Using your AI companion (Claude Code, Gemini CLI, or ChatGPT), practice Pydantic validation. These prompts progress from understanding concepts to creating production-ready validation.

Prompt 1: Understand Type Hints vs Validation

Ask your AI:

"Explain the difference between Python's built-in type hints and Pydantic's runtime validation. Give 2-3 concrete examples showing when type hints aren't enough and why Pydantic matters."

Expected Outcome: Your AI should explain that type hints are static (only visible to your IDE), while Pydantic enforces rules at runtime. Examples might include API requests with wrong data types, AI-generated JSON that doesn't match your schema, or configuration files with invalid values.


Prompt 2: Apply - Create Your First Model

Tell your AI:

"Create a Pydantic model for a Product with: name (required string), price (required float, must be >= 0), quantity (required integer), and description (optional string). Then write code that validates both valid and invalid product data, showing what validation errors look like."

Expected Outcome: A working Product model with proper field types, test cases showing successful validation, and examples of validation errors with explanations of what went wrong.


Prompt 3: Analyze - When to Use Pydantic

Ask your AI:

"When would you use Pydantic instead of just type hints? Give 3 real-world scenarios where runtime validation is critical. For each scenario, explain what could go wrong without validation."

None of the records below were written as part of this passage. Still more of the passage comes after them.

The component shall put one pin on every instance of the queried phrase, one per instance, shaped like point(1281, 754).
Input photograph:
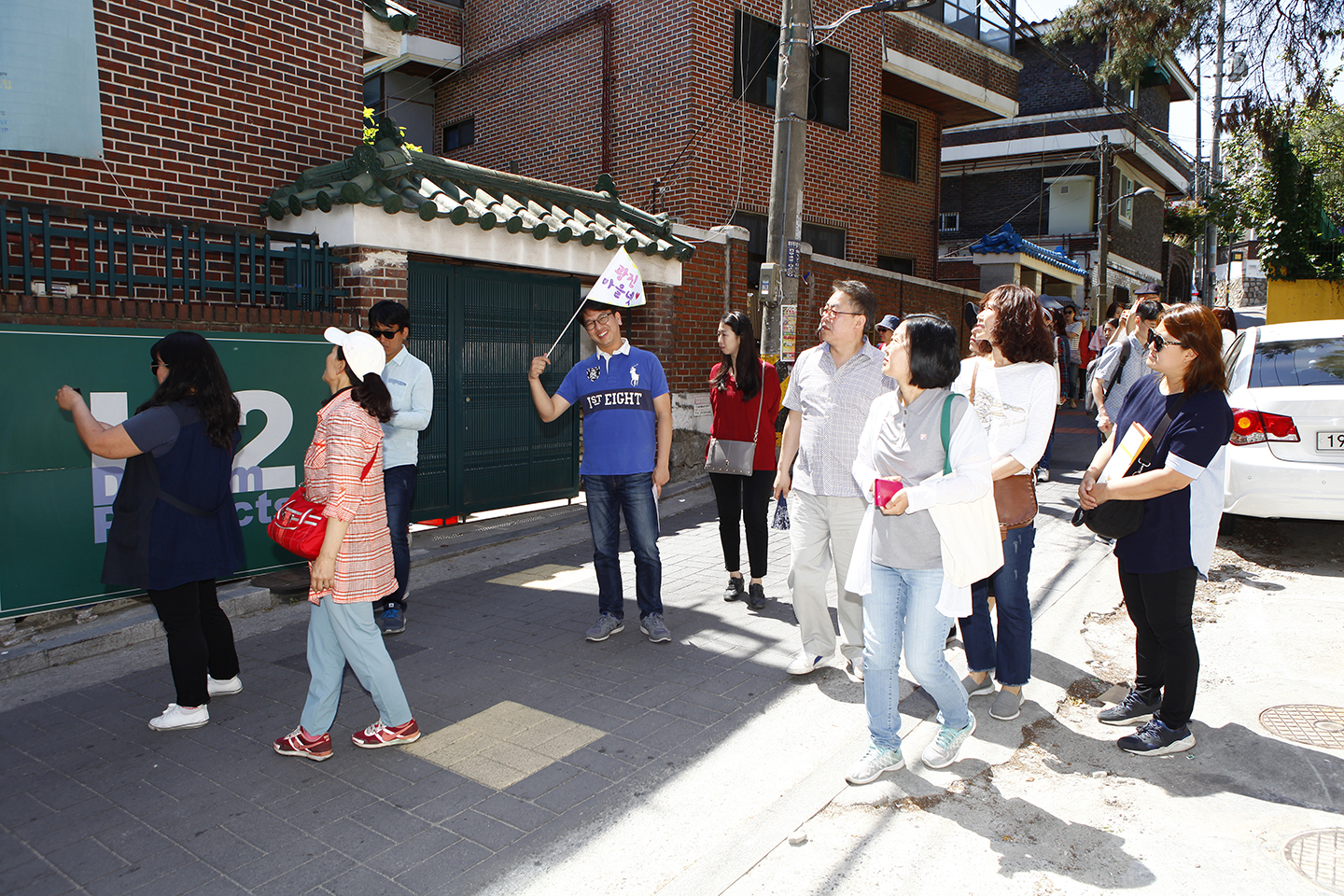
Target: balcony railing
point(51, 248)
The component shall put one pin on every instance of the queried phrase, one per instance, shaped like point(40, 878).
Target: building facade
point(1072, 158)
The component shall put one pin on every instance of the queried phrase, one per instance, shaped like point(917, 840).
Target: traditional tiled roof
point(1008, 242)
point(397, 16)
point(403, 180)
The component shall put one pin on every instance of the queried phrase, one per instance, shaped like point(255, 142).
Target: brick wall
point(679, 324)
point(82, 311)
point(437, 21)
point(679, 143)
point(207, 106)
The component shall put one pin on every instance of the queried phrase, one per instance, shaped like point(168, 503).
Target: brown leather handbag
point(1015, 496)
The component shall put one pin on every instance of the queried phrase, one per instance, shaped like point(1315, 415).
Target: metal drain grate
point(1307, 724)
point(1316, 855)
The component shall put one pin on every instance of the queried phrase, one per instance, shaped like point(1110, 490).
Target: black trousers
point(1166, 656)
point(201, 638)
point(744, 498)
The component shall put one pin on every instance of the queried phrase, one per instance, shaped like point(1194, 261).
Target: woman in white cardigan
point(907, 602)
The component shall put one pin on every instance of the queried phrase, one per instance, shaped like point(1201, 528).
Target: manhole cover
point(1317, 855)
point(1307, 724)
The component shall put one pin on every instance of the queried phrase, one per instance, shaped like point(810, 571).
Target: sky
point(1182, 113)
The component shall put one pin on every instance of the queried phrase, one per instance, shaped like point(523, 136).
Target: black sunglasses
point(1157, 340)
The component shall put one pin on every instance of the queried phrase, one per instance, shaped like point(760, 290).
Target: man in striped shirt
point(830, 392)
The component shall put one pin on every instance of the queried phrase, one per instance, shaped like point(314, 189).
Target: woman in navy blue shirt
point(1183, 500)
point(174, 525)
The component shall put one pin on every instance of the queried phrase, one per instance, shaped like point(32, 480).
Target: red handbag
point(300, 525)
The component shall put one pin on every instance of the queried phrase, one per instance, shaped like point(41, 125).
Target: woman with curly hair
point(1183, 501)
point(745, 397)
point(174, 526)
point(1014, 388)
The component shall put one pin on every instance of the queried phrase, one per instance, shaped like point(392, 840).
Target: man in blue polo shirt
point(626, 412)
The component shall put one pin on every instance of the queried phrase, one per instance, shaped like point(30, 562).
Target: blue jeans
point(399, 493)
point(339, 635)
point(1008, 654)
point(903, 609)
point(609, 497)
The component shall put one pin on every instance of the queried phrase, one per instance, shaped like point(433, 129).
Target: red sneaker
point(300, 743)
point(379, 735)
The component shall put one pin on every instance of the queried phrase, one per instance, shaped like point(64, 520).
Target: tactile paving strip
point(1316, 855)
point(1307, 724)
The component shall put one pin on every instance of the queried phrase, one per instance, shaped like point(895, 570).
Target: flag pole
point(564, 330)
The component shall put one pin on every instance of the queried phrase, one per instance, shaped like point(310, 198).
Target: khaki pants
point(823, 531)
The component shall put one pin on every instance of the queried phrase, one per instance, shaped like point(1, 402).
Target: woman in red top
point(745, 395)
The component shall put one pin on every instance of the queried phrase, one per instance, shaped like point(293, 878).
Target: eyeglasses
point(1157, 342)
point(597, 321)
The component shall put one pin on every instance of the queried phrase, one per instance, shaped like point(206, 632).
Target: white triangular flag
point(620, 284)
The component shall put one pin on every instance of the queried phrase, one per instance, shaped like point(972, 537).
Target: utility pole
point(1200, 191)
point(1103, 239)
point(1215, 160)
point(787, 170)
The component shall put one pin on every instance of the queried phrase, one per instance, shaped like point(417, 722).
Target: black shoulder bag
point(1117, 519)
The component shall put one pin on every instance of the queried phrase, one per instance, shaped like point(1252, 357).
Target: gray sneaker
point(874, 762)
point(1007, 706)
point(653, 626)
point(605, 626)
point(946, 745)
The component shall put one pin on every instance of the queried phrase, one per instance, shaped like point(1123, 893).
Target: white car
point(1286, 453)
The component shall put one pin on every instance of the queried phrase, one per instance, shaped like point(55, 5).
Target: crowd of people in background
point(875, 441)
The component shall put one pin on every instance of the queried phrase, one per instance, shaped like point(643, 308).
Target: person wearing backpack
point(1121, 366)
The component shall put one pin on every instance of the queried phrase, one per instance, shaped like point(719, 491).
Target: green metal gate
point(479, 329)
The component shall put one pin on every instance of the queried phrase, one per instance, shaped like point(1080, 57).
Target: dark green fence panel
point(58, 497)
point(507, 455)
point(427, 300)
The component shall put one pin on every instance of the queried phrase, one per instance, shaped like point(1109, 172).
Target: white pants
point(823, 531)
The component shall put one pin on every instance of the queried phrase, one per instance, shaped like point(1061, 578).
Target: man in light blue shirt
point(831, 390)
point(412, 385)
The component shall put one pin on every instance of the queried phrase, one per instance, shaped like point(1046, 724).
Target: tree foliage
point(1288, 43)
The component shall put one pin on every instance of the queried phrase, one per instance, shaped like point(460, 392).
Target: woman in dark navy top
point(1183, 500)
point(745, 397)
point(174, 525)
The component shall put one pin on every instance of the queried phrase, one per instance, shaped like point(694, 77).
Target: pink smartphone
point(885, 489)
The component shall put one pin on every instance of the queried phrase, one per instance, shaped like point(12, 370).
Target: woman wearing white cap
point(343, 468)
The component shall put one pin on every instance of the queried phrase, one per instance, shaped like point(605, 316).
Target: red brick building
point(675, 101)
point(222, 122)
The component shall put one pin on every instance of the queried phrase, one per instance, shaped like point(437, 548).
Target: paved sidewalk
point(549, 764)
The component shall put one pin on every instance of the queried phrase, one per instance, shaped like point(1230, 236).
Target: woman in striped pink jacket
point(343, 468)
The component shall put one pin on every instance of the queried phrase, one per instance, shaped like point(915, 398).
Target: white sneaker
point(803, 664)
point(223, 687)
point(177, 718)
point(945, 746)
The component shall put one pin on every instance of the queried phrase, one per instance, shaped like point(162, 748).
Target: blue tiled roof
point(1010, 242)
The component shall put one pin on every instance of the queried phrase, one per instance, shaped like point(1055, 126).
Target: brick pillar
point(371, 275)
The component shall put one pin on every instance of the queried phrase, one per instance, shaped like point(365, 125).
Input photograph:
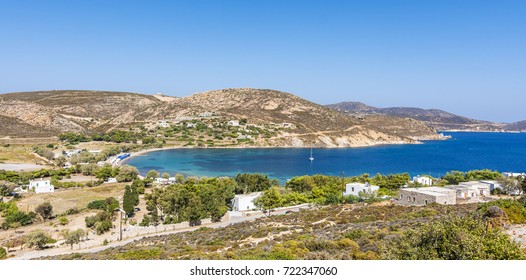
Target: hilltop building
point(41, 186)
point(245, 202)
point(428, 195)
point(356, 188)
point(233, 123)
point(423, 180)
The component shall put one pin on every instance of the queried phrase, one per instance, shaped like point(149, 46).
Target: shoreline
point(150, 150)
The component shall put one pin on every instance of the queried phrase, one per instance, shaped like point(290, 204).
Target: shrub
point(97, 204)
point(453, 238)
point(515, 210)
point(63, 221)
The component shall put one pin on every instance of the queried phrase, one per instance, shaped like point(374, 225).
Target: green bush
point(453, 238)
point(97, 204)
point(515, 210)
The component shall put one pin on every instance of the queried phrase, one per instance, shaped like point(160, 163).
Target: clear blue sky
point(467, 57)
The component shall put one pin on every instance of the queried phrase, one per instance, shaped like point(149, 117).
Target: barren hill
point(437, 119)
point(48, 113)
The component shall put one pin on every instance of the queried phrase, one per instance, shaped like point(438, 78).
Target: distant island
point(437, 119)
point(240, 117)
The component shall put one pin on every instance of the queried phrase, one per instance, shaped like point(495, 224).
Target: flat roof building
point(424, 196)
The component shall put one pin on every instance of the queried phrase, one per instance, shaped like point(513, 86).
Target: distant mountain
point(49, 113)
point(518, 126)
point(437, 119)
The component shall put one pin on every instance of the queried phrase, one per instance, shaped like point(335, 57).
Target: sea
point(463, 152)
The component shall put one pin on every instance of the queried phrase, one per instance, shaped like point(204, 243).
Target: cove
point(465, 151)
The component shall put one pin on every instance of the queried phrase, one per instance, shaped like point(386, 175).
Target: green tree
point(6, 188)
point(111, 205)
point(61, 161)
point(179, 178)
point(73, 237)
point(104, 172)
point(45, 210)
point(38, 239)
point(152, 174)
point(127, 173)
point(453, 238)
point(128, 201)
point(248, 183)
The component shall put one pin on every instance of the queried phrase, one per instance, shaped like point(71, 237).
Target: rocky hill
point(48, 113)
point(518, 126)
point(437, 119)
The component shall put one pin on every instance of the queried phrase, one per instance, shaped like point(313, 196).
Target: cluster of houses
point(38, 186)
point(466, 192)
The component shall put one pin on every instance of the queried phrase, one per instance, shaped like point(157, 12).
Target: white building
point(205, 115)
point(41, 186)
point(164, 181)
point(111, 180)
point(492, 185)
point(423, 180)
point(233, 123)
point(513, 174)
point(481, 188)
point(356, 188)
point(72, 153)
point(245, 202)
point(244, 137)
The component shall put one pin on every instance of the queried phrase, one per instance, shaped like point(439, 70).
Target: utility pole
point(120, 228)
point(343, 182)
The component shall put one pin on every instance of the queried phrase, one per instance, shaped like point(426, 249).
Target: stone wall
point(415, 198)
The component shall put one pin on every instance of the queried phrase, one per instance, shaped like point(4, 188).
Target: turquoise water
point(465, 151)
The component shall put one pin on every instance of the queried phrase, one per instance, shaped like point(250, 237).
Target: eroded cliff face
point(53, 112)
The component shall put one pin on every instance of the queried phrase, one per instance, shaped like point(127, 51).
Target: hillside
point(348, 232)
point(437, 119)
point(49, 113)
point(518, 126)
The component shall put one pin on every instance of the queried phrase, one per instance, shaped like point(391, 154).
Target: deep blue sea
point(465, 151)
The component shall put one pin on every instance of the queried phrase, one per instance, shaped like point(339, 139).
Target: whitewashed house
point(356, 188)
point(164, 124)
point(72, 153)
point(205, 115)
point(245, 202)
point(41, 186)
point(111, 180)
point(492, 185)
point(481, 188)
point(161, 181)
point(233, 123)
point(244, 137)
point(513, 174)
point(423, 180)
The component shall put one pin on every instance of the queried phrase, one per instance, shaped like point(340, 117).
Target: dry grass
point(63, 200)
point(18, 154)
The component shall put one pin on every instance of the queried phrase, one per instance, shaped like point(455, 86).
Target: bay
point(465, 151)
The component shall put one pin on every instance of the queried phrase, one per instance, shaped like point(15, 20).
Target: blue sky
point(467, 57)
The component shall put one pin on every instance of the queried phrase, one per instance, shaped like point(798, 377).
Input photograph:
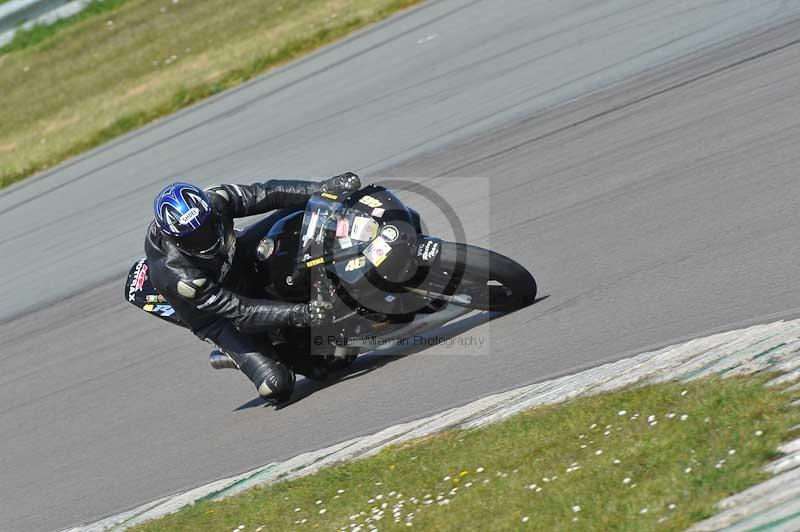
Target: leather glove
point(346, 183)
point(313, 314)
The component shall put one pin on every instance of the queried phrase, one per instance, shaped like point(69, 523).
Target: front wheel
point(492, 281)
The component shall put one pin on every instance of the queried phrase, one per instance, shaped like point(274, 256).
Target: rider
point(200, 266)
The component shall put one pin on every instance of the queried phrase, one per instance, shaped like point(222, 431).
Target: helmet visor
point(206, 240)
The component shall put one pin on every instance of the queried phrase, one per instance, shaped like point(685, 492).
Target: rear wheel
point(491, 280)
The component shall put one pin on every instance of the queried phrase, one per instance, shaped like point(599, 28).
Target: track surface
point(659, 204)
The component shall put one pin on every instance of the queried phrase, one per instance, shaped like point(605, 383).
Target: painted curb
point(770, 347)
point(25, 13)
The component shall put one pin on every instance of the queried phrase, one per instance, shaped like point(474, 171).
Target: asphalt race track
point(640, 157)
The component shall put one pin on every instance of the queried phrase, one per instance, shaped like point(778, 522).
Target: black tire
point(493, 281)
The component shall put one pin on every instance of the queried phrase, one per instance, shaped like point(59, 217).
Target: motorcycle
point(367, 257)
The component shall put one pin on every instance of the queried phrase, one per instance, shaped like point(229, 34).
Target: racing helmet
point(185, 216)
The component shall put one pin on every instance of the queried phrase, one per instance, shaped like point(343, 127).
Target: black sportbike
point(367, 256)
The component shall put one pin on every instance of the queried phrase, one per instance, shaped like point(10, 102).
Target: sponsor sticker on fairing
point(389, 233)
point(315, 262)
point(364, 229)
point(139, 278)
point(369, 201)
point(355, 264)
point(428, 250)
point(342, 228)
point(377, 251)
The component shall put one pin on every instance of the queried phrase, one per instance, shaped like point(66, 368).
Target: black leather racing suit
point(217, 298)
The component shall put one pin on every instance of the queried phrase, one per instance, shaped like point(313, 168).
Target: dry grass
point(650, 458)
point(107, 74)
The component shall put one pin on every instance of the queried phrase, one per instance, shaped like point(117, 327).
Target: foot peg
point(220, 360)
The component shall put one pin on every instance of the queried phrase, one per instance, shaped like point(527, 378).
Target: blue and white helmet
point(183, 213)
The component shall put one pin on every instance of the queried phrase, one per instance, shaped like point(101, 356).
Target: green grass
point(40, 32)
point(561, 467)
point(124, 63)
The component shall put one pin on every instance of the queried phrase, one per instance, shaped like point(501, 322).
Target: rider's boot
point(273, 380)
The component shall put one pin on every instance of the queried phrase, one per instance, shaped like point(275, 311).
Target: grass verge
point(652, 458)
point(28, 38)
point(109, 72)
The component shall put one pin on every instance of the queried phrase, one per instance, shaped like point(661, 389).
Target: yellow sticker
point(369, 201)
point(355, 264)
point(315, 262)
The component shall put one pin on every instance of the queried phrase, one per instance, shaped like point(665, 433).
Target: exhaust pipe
point(220, 360)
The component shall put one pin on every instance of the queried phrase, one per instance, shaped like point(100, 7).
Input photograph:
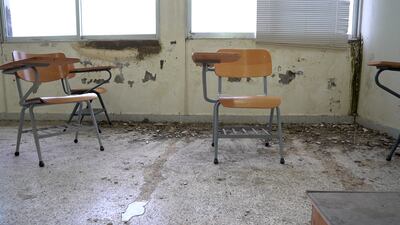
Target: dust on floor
point(169, 166)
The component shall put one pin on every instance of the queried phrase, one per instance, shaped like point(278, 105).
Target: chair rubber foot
point(215, 161)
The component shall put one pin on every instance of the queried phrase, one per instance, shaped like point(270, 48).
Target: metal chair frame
point(66, 87)
point(47, 130)
point(242, 132)
point(379, 84)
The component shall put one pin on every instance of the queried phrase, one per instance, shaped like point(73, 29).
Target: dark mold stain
point(87, 62)
point(144, 47)
point(331, 83)
point(99, 81)
point(119, 79)
point(299, 59)
point(356, 50)
point(234, 79)
point(149, 76)
point(162, 64)
point(289, 76)
point(333, 103)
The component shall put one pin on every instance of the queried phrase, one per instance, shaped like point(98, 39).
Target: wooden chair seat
point(99, 90)
point(61, 99)
point(256, 102)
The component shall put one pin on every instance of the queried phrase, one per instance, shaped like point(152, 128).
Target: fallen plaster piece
point(134, 209)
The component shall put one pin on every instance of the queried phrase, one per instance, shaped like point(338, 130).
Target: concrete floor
point(170, 166)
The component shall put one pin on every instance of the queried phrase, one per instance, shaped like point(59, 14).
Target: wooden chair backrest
point(46, 74)
point(252, 63)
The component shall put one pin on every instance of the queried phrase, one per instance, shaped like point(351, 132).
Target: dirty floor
point(170, 167)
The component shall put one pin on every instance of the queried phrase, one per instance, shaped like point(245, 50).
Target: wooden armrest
point(91, 69)
point(385, 64)
point(35, 62)
point(214, 57)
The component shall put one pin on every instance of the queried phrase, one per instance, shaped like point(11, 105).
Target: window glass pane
point(28, 18)
point(118, 17)
point(224, 16)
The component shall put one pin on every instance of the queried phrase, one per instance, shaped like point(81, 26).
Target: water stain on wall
point(143, 47)
point(331, 83)
point(149, 76)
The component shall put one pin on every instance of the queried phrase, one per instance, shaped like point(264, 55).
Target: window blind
point(310, 22)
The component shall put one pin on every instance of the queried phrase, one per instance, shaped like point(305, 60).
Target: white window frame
point(191, 35)
point(356, 24)
point(78, 36)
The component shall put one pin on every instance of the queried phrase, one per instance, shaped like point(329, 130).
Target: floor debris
point(134, 209)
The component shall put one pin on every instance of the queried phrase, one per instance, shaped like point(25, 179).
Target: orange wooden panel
point(213, 57)
point(46, 74)
point(256, 102)
point(252, 63)
point(99, 90)
point(385, 64)
point(62, 99)
point(73, 70)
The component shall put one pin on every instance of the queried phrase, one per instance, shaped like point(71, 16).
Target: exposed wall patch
point(289, 76)
point(149, 76)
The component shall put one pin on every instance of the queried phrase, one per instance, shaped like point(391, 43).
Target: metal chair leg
point(104, 108)
point(79, 119)
point(278, 117)
point(35, 136)
point(95, 125)
point(73, 113)
point(20, 126)
point(271, 117)
point(389, 157)
point(215, 131)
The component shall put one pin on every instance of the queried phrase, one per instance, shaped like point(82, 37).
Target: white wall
point(321, 86)
point(380, 23)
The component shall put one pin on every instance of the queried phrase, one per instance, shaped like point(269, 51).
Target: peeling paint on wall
point(149, 76)
point(289, 76)
point(119, 79)
point(331, 83)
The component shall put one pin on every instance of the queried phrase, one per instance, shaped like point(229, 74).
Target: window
point(279, 21)
point(79, 19)
point(313, 22)
point(223, 18)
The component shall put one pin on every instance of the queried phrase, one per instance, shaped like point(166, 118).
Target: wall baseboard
point(192, 118)
point(375, 126)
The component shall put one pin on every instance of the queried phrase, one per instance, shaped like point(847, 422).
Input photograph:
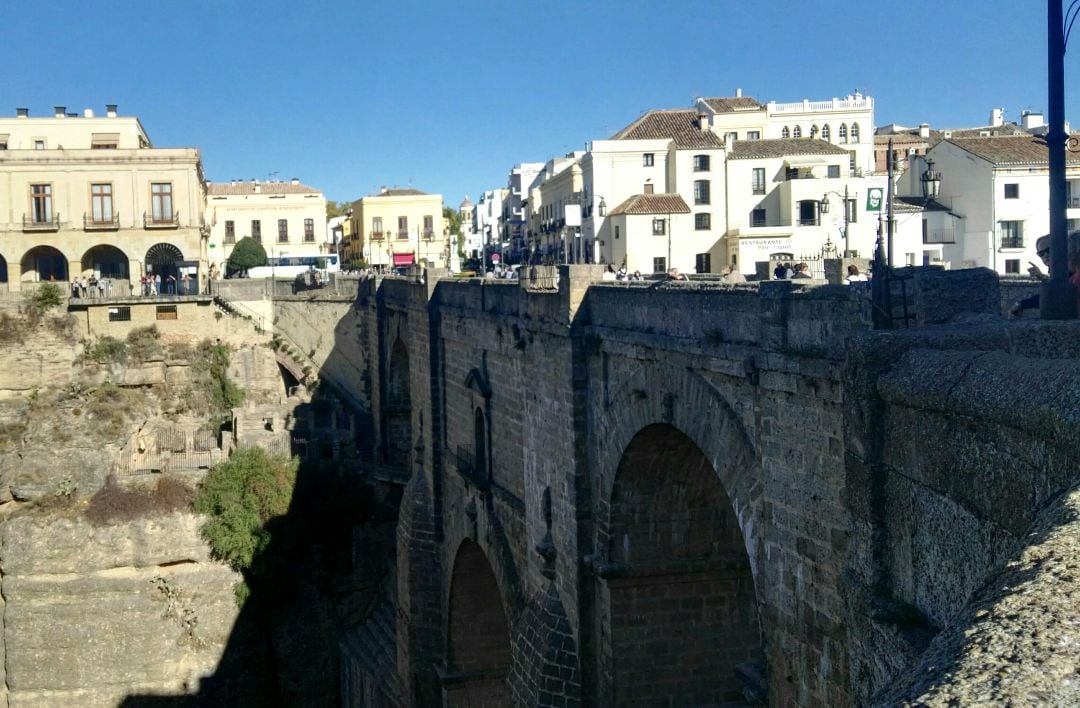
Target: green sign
point(874, 198)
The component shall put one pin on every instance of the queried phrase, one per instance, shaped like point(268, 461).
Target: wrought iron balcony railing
point(36, 223)
point(91, 222)
point(161, 220)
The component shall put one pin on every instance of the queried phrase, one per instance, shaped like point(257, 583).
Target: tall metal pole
point(1057, 299)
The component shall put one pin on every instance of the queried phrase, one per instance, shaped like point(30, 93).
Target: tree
point(246, 254)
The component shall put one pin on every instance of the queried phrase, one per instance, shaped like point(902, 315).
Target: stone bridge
point(625, 493)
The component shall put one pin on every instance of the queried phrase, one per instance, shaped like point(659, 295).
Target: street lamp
point(824, 209)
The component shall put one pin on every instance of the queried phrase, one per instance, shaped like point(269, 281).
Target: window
point(100, 203)
point(1012, 234)
point(851, 212)
point(161, 201)
point(41, 203)
point(757, 180)
point(701, 194)
point(120, 314)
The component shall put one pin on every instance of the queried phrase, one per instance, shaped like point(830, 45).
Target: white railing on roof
point(851, 103)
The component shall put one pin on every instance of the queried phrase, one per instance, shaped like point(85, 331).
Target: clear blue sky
point(447, 95)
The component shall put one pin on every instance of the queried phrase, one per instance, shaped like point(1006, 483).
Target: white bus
point(289, 267)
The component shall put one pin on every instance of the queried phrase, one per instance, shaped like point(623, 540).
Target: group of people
point(90, 287)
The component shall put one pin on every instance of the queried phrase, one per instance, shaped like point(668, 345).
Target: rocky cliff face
point(93, 614)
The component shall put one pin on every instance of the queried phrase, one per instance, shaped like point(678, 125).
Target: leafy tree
point(246, 254)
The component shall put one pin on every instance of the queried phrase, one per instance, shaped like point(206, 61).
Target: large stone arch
point(44, 263)
point(397, 411)
point(478, 642)
point(107, 261)
point(678, 543)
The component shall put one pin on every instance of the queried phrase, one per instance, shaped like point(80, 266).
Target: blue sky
point(446, 96)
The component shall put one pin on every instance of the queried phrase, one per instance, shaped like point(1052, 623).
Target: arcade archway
point(683, 606)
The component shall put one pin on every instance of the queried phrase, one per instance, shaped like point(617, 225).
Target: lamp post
point(1057, 296)
point(824, 209)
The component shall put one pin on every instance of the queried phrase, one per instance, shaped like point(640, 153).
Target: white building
point(1000, 188)
point(707, 157)
point(287, 218)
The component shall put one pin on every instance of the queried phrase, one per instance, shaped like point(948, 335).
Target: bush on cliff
point(240, 498)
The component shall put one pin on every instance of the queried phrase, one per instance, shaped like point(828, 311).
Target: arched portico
point(106, 261)
point(44, 263)
point(399, 409)
point(678, 543)
point(478, 652)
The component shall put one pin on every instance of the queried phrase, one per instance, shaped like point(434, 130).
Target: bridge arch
point(478, 651)
point(678, 542)
point(399, 409)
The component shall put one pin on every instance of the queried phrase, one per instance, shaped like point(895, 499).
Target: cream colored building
point(287, 218)
point(81, 194)
point(397, 228)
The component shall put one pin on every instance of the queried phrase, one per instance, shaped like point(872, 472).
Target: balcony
point(100, 223)
point(161, 220)
point(48, 223)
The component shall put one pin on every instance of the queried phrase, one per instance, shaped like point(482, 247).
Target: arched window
point(480, 444)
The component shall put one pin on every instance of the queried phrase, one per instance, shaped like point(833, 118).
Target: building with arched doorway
point(91, 194)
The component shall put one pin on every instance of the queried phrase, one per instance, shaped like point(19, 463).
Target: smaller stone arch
point(44, 263)
point(106, 261)
point(478, 652)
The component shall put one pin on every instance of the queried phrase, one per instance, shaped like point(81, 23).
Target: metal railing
point(49, 223)
point(161, 220)
point(100, 223)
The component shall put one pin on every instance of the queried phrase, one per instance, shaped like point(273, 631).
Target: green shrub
point(48, 296)
point(239, 498)
point(144, 342)
point(106, 350)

Expected Outcome: Scenarios like API input validation (preventing bad data from reaching your code), LLM output validation (ensuring AI responses match your expected format), configuration file validation (catching typos in .env or YAML), or database schema enforcement. Each should explain the consequence of missing validation.


Prompt 4: Create - Nested Models with Validation

Tell your AI:

"Build a UserProfile model with a nested Address model. Include: UserProfile (name, email, age), Address (street, city, zip_code). Add validation that zip_code must be exactly 5 digits. Generate test data showing both valid and invalid zip codes, and demonstrate the validation errors."

Expected Outcome: Nested UserProfile and Address models with custom validation on zip_code, example data for valid cases (zip: "12345"), invalid cases (zip: "ABC"), and clear error messages showing which field failed validation and why.